Embora admitam que é um passo na direção certa, os representantes dos postos criticam o que consideram “recomendações inviáveis”. Para Hashimoto, há duas delas: manter os tanques de armazenamento de óleo diesel sempre no limite máximo – o que reduziria a exposição à umidade – e evitar que o combustível fique parado por mais de 30 dias. “O regime de entregas dos produtos faz com que isso não seja possível. O biodiesel deveria suportar as condições do mercado”, reclama.

Uma solução mais consistente talvez surja com a revisão da NBR 15512, mas isso ainda deve levar vários meses. “A norma está sendo totalmente revisada. Este é um estudo muito profundo e a responsabilidade é enorme”, explica o consultor da Fecombustíveis, Delfim Oliveira. Aranda, da Ubrabio, não acha que a norma precise de mudanças profundas. “Ela está sendo atualizada para incluir os blends de biodiesel, mas se você olhar as minutas vai perceber que pouca coisa está sendo acrescentada em termos de novos procedimentos”, diz, reforçando que o problema é muito mais de adesão às boas práticas do que de rigidez.

Oxidação

Além da formação de borras, o relatório da Fecombustíveis diz que a oxidação do biodiesel também tem causado dores de cabeça. Além de empurrar o produto para fora da especificação, há indícios de que o biodiesel oxidado pode distorcer os resultados dos testes que a ANP usa para medir o teor de mistura.

Segundo o professor da Universidade de Brasília (UnB) Paulo Suarez, a oxidação acontece quando as moléculas do biodiesel se combinam com o oxigênio do ar. Em geral, o processo ocorre de forma consideravelmente lenta, mas a umidade e o cobre funcionam como catalisadores. Como os tanques nos quais o B5 é estocado nos postos costumam ter essas três coisas – cobre, oxigênio e água –, eles acabam se tornando um ambiente inóspito.

O problema com isso é que a oxidação do biodiesel forma substâncias que absorvem o infravermelho numa região que se sobrepõe parcialmente à região absorvida pelo biodiesel. Isso pode estar causando distorções no método usado pela ANP para determinar o teor de biodiesel. É mais ou menos como se estivéssemos tentando calcular o tamanho de um espelho acendendo uma lanterna sobre ele para medir seu reflexo, e de repente, alguém pintasse a moldura desse espelho de prateado.

Suarez faz questão de ressaltar que isso não é garantia de que não esteja havendo adulterações: “A oxidação é uma explicação possível, mas não é a única”.

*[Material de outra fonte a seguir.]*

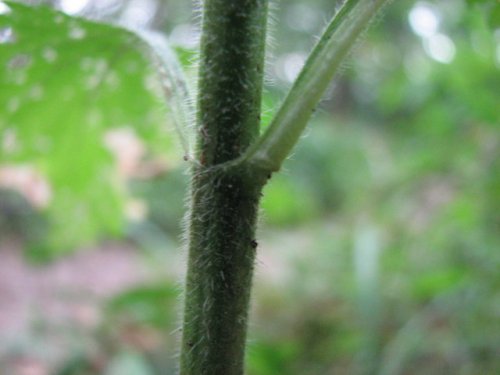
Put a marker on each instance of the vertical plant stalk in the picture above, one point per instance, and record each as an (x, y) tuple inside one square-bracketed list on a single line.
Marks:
[(224, 198)]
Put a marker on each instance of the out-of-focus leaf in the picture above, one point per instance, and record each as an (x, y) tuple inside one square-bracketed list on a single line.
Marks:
[(128, 363), (64, 83)]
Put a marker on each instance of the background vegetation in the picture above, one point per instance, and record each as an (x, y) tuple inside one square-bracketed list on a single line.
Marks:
[(379, 239)]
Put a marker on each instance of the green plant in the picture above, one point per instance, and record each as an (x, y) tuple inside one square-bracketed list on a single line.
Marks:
[(231, 161)]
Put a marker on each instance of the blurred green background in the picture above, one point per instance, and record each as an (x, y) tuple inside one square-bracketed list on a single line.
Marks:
[(379, 245)]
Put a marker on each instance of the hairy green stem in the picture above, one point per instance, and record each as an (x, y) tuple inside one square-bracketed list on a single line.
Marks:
[(275, 145), (224, 199)]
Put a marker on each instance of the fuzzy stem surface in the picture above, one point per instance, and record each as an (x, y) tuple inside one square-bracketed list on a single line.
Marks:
[(224, 199)]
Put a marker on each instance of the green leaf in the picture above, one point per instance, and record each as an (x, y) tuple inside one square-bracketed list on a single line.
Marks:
[(64, 84)]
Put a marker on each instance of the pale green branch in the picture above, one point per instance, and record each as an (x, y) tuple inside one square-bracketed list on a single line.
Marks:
[(275, 144)]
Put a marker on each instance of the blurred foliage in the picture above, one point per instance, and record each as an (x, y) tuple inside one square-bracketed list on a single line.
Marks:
[(65, 83), (383, 225)]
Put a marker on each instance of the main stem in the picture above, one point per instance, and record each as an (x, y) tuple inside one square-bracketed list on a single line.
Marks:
[(224, 198)]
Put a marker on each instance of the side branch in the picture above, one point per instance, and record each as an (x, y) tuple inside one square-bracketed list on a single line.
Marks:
[(275, 144)]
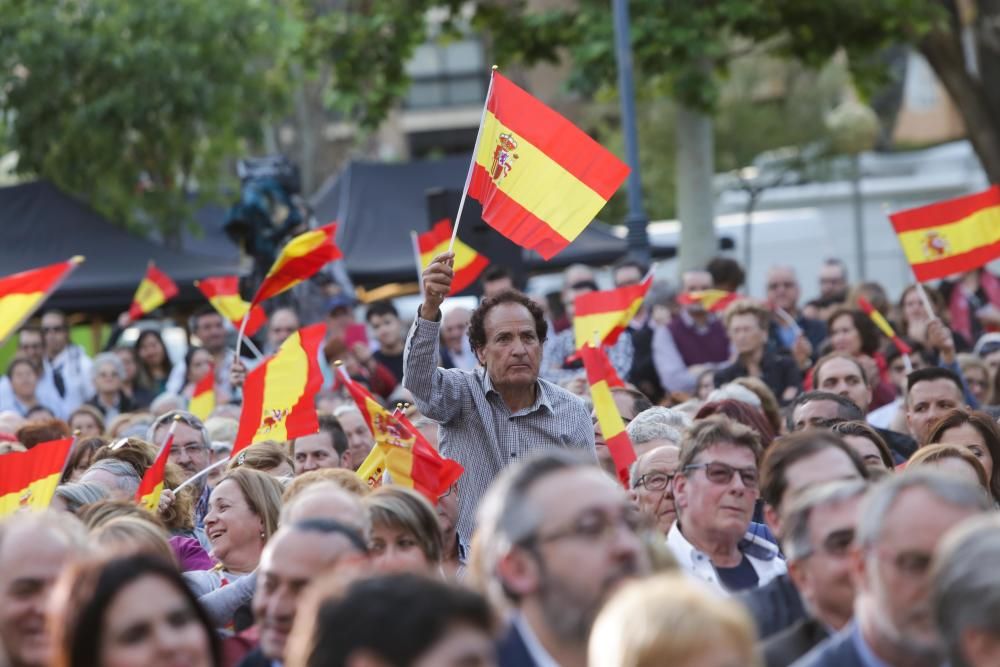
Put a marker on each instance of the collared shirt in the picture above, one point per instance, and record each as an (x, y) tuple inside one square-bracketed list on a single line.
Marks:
[(477, 428), (763, 556)]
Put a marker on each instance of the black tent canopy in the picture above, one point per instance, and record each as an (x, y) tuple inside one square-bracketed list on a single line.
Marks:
[(43, 225), (377, 204)]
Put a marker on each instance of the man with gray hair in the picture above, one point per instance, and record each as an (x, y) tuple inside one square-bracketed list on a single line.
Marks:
[(966, 593), (556, 536), (819, 527), (901, 521)]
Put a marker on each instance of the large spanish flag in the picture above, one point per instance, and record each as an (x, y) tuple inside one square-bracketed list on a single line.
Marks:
[(21, 294), (299, 260), (155, 290), (951, 236), (151, 487), (223, 292), (540, 178), (468, 263), (599, 369), (604, 315), (279, 395), (29, 479)]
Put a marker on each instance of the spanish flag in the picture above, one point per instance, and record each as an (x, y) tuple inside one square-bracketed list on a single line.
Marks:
[(203, 399), (540, 178), (883, 324), (401, 455), (21, 294), (951, 236), (468, 263), (604, 315), (223, 292), (279, 395), (29, 479), (299, 260), (151, 486), (155, 290), (599, 369), (714, 301)]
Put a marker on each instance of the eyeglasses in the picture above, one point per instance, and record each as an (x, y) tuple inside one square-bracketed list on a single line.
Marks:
[(722, 473), (655, 481)]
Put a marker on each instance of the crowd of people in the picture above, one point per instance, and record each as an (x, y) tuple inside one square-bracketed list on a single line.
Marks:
[(806, 491)]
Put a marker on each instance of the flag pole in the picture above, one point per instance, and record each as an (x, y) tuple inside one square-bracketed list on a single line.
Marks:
[(472, 163)]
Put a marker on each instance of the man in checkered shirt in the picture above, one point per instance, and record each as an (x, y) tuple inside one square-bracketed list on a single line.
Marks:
[(500, 412)]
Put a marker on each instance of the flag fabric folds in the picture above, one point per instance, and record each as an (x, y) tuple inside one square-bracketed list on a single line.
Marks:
[(151, 487), (951, 236), (604, 315), (468, 263), (29, 479), (203, 397), (599, 372), (223, 292), (278, 395), (21, 294), (300, 259), (155, 290), (401, 455), (541, 180), (883, 325)]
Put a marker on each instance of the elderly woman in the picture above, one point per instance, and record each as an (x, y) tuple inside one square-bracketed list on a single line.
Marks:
[(108, 375)]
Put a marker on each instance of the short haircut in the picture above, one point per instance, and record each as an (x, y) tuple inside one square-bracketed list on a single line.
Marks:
[(380, 309), (878, 503), (792, 448), (846, 408), (796, 516), (933, 373), (965, 590), (717, 430), (477, 322)]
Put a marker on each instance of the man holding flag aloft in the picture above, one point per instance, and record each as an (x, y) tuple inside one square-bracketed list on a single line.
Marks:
[(501, 412)]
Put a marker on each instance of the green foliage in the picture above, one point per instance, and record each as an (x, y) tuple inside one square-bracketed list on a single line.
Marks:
[(127, 104)]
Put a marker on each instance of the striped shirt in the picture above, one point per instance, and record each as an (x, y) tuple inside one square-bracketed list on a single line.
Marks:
[(477, 429)]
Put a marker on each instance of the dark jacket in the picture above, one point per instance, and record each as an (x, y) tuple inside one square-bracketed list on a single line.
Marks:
[(792, 643), (774, 606)]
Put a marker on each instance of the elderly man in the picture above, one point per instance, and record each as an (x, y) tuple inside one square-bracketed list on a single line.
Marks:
[(819, 535), (557, 538), (794, 463), (931, 393), (694, 340), (294, 557), (715, 489), (651, 480), (34, 549), (502, 411), (901, 521), (965, 594)]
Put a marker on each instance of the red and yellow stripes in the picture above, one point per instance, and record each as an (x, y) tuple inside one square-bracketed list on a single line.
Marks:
[(279, 395), (468, 263), (21, 294), (604, 315), (599, 370), (151, 486), (29, 479), (155, 290), (540, 178), (951, 236), (223, 292), (302, 257)]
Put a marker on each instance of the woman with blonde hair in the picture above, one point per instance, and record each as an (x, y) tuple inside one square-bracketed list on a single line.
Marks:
[(673, 620)]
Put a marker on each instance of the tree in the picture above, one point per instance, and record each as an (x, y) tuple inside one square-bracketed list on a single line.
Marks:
[(128, 105)]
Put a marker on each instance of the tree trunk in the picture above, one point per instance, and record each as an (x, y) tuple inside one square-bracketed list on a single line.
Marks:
[(695, 192), (943, 51)]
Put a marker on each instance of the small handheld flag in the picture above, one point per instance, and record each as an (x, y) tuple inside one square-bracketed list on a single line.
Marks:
[(155, 290)]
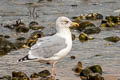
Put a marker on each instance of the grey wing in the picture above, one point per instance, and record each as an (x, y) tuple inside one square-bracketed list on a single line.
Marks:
[(47, 47)]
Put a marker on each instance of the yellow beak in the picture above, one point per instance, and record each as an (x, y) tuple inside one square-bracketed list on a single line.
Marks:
[(75, 24)]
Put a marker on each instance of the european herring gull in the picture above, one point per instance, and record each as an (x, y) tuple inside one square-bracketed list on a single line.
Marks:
[(50, 49)]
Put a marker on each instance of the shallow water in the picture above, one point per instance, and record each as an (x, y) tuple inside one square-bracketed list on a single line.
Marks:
[(84, 52)]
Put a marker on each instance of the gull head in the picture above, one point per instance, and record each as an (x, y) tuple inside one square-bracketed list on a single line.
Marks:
[(64, 22)]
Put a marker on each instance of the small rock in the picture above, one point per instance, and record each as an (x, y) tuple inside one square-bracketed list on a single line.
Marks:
[(35, 26), (92, 30), (95, 76), (44, 73), (85, 72), (78, 67), (112, 39)]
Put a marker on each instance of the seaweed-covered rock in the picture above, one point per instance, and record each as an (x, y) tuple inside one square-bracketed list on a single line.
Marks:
[(83, 37), (78, 67), (94, 16), (112, 39), (5, 46), (35, 26), (96, 69), (85, 24), (29, 42), (92, 30), (44, 73)]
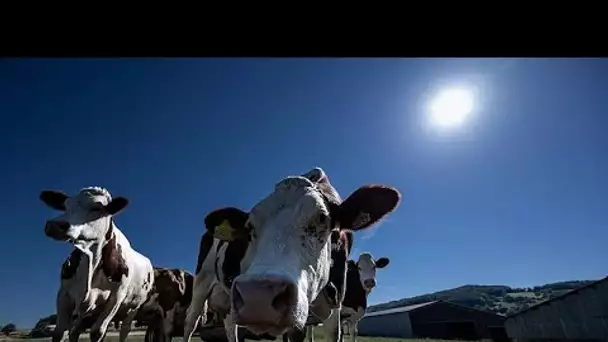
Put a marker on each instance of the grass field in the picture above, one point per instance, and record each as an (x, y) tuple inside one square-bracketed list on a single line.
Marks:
[(318, 337)]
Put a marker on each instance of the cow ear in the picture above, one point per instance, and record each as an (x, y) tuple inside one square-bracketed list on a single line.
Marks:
[(117, 205), (227, 224), (54, 199), (366, 206), (382, 262)]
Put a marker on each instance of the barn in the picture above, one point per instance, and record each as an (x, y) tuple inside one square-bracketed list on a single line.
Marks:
[(581, 314), (436, 320)]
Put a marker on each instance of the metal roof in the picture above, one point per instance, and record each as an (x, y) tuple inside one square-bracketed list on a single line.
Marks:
[(560, 297), (399, 309)]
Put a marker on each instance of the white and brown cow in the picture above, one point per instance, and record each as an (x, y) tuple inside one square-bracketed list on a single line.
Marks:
[(118, 277), (265, 268)]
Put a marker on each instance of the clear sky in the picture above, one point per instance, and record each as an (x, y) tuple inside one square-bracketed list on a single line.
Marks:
[(518, 195)]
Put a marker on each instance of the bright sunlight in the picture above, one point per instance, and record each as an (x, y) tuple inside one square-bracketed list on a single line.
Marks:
[(451, 107)]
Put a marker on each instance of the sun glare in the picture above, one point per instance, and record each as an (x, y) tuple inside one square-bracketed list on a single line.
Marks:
[(451, 107)]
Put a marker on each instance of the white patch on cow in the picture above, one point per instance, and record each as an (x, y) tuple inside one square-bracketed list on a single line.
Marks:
[(367, 270), (281, 222)]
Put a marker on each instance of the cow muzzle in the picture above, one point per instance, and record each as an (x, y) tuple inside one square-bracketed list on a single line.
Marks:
[(264, 304), (57, 230)]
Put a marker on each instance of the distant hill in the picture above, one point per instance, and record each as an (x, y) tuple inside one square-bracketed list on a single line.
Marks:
[(496, 298)]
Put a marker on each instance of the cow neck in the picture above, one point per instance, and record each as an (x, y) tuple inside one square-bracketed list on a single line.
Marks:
[(110, 232)]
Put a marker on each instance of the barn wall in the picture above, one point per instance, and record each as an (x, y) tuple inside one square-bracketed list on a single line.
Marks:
[(441, 321), (582, 315), (391, 325)]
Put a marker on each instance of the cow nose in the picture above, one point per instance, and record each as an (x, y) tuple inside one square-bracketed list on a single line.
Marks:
[(56, 229), (264, 302), (369, 283)]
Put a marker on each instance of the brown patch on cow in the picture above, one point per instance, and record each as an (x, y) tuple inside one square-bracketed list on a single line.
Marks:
[(367, 205), (69, 267), (113, 264)]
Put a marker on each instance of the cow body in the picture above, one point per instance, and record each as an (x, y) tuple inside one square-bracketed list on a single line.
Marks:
[(360, 280), (266, 268), (165, 311), (118, 278)]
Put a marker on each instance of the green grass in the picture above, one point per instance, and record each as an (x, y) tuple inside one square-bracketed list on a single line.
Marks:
[(318, 337), (523, 294)]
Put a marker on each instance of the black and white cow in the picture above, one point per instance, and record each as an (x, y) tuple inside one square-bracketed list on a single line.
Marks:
[(360, 280), (117, 279), (265, 268), (73, 275)]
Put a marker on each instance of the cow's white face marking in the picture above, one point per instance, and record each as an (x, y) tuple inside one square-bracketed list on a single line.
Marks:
[(367, 269), (287, 264), (292, 229), (86, 217)]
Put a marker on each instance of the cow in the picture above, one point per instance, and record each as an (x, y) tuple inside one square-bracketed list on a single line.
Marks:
[(118, 278), (73, 275), (264, 268), (165, 310), (360, 280)]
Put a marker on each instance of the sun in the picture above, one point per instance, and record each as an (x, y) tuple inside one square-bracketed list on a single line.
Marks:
[(451, 107)]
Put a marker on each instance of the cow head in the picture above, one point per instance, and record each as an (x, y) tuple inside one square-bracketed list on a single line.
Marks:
[(86, 217), (367, 269), (290, 248)]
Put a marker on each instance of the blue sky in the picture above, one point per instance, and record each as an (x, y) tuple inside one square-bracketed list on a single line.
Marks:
[(516, 196)]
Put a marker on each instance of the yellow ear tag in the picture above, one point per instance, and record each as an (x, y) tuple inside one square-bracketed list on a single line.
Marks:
[(224, 231)]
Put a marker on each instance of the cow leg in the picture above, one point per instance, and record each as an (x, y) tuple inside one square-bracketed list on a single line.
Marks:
[(156, 328), (231, 329), (332, 326), (125, 326), (197, 308), (168, 323), (99, 329), (311, 333), (77, 328)]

Por meio de sua assessoria de imprensa, a ANP refutou as alegações do relatório. Segundo a agência, o infravermelho é um método reconhecido e amplamente utilizado na Europa e nos Estados Unidos. “Para confirmar os resultados obtidos por infravermelho, o Centro de Pesquisas e Análises Tecnológicas da ANP desenvolveu um método de detecção de biodiesel em misturas de óleo diesel e biodiesel por cromatografia gasosa. Os resultados apresentados para as duas metodologias mostraram-se consistentes e compatíveis”, garante o comunicado enviado a BiodieselBR.

Não estamos sós

No começo de julho, a Associação para a Gestão da Qualidade do Biodiesel (AGQM) da Alemanha realizou uma reunião que discutiu como controlar o fenômeno da formação de borras de origem microbiana nas misturas entre diesel e biodiesel.

As conclusões dos alemães não parecem muito diferentes das nossas: melhorias nos procedimentos de manuseio e armazenagem e reduções no teor de água do biodiesel. No entanto, o assunto parece ter evoluído melhor lá fora. O setor produtivo, que estava sendo acusado de bater de frente, passou a trabalhar em conjunto com as distribuidoras e adotou uma postura mais conciliadora.